American Charlie Cole passed away in Bali last week three decades after he and three others took startling pictures which shocked the world.
The photo-journalist went on to win the World Press Photo award for the moving picture of a lone man standing in the way of a column of tanks on June 5, 1989.
It became the defining image of the pro-democracy protests in which more than 2,500 people are feared to have been killed by troops.
Cole, 64 when he died, took his historic picture for Newsweek from the balcony of a nearby hotel using a telephoto lens.
Guessing he would be searched later by Chinese security, he hid the undeveloped film roll in the bathroom.
Shortly after he took it, officials broke through the hotel door, grabbed his cameras and ripped out the films to destroy evidence of the brutal crackdown.
But they did not find the one he hid in the toilet and he was able to send his pictures around the world.
Texas-born Cole later told how he had expected the "tank man" would be killed adding he felt it was his responsibility to record what was happening.
However, eventually two people pulled him to the side of the road. His whereabouts remain a mystery to this day.
What happened at Tiananmen Square in 1989?
Tanks began moving into position late on June 3 and troops opened fire, killing and injuring many unarmed people in and around the square.
It is generally estimated thousands died and as many as 10,000 were arrested for their part in the demonstrations, with several dozen executed.
The events leading up to the massacre began in April when pro-reform, popular Communist leader Hu Yaobang died.
Thousands of mourning students marched to Tiananmen Square, calling for a more democratic government.
Then in May some began a hunger strike and their numbers swelled, capturing the world’s attention while Communism began to collapse elsewhere.
One rally attracted 1.2 million people but the Chinese government was determined to stay in power.
After the massacre, an image of a man carrying a bag blocking the path of a tank has become the defining image of the democracy movement in China.
Cole once said: "I kept shooting in anticipation of what I felt was his certain doom. But to my amazement the lead tank stopped, then tried to move around him."
“I think his action captured peoples’ hearts everywhere and when the moment came, his character defined the moment, rather than the moment defining him.
“He made the image. I was just one of the photographers. And I felt honoured to be there.”
Tiananmen is still a heavily censored topic in modern China, and the Tank Man pictures are still banned.
Fellow Tank Man photographer Jeff Widener has also revealed how he felt as he watched the events unfold.
He said: "I was terrified the whole time. I had a concussion.
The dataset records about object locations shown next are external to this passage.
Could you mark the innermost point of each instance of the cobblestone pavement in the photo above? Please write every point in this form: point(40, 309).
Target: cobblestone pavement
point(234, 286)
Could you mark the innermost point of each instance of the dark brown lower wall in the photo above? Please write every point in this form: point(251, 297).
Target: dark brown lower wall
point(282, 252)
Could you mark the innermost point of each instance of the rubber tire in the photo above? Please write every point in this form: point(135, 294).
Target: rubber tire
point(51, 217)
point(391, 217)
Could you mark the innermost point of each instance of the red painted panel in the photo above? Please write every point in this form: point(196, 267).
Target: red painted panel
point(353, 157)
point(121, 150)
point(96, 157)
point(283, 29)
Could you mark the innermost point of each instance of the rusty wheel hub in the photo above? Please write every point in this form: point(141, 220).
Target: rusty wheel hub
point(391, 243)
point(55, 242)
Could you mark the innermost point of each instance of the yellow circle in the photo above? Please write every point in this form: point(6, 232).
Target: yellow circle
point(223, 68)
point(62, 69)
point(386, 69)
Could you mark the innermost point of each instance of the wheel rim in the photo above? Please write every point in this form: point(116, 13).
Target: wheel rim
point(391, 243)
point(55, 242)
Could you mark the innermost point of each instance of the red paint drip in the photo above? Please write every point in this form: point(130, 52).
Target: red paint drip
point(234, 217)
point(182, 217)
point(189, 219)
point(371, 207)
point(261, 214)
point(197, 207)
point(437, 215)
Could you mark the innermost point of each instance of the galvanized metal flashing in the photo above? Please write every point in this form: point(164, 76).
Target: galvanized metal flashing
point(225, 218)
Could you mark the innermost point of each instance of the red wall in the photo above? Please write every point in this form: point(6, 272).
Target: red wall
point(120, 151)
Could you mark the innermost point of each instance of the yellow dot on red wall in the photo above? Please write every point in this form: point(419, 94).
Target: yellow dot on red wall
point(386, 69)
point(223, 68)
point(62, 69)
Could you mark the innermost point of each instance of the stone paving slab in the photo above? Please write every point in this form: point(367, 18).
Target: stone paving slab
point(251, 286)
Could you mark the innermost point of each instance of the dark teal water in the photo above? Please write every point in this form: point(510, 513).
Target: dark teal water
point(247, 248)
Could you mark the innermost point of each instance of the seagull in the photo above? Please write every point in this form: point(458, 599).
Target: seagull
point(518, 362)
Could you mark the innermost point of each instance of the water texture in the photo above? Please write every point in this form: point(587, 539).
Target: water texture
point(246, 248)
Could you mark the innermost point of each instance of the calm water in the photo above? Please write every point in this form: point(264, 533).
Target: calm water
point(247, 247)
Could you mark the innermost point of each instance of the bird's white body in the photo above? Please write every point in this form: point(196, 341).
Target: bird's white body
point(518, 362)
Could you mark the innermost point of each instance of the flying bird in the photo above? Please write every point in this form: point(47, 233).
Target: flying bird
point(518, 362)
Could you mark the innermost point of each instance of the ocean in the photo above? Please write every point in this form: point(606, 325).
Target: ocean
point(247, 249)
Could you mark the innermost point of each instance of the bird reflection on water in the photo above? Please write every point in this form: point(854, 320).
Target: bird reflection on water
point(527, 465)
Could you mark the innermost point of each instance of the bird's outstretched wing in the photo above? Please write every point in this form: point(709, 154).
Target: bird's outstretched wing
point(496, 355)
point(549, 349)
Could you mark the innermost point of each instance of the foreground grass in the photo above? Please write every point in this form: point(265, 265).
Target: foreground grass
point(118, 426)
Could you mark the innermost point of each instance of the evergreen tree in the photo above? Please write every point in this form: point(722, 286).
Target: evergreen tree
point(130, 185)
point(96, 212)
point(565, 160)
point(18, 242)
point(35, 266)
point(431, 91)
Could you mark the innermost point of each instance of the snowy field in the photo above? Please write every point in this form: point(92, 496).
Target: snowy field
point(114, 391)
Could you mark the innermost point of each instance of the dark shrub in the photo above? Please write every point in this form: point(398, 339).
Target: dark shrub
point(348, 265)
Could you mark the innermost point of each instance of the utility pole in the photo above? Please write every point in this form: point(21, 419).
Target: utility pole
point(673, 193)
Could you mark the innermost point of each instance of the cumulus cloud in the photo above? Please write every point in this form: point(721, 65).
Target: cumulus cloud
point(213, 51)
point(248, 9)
I’d been hit in the head with a rock.
"You don’t know what it’s like having to take a bicycle and ride two miles or so past dead bodies, burnt out buses, and you hear sporadic gunfire.
"I’m pretty sure that, whether they admit it or not, a large portion of the Chinese population is fully aware of that incident with Tank Man.
"The Tank Man incident is never going to go away and it’s ridiculous the Chinese government keeps trying to hide it."
Cole's death comes amid months of civil unrest in Honk Kong - which shows no signs of slowing down.
The pro-democracy protests began in June over controversial extradition proposals between the colony and mainland China.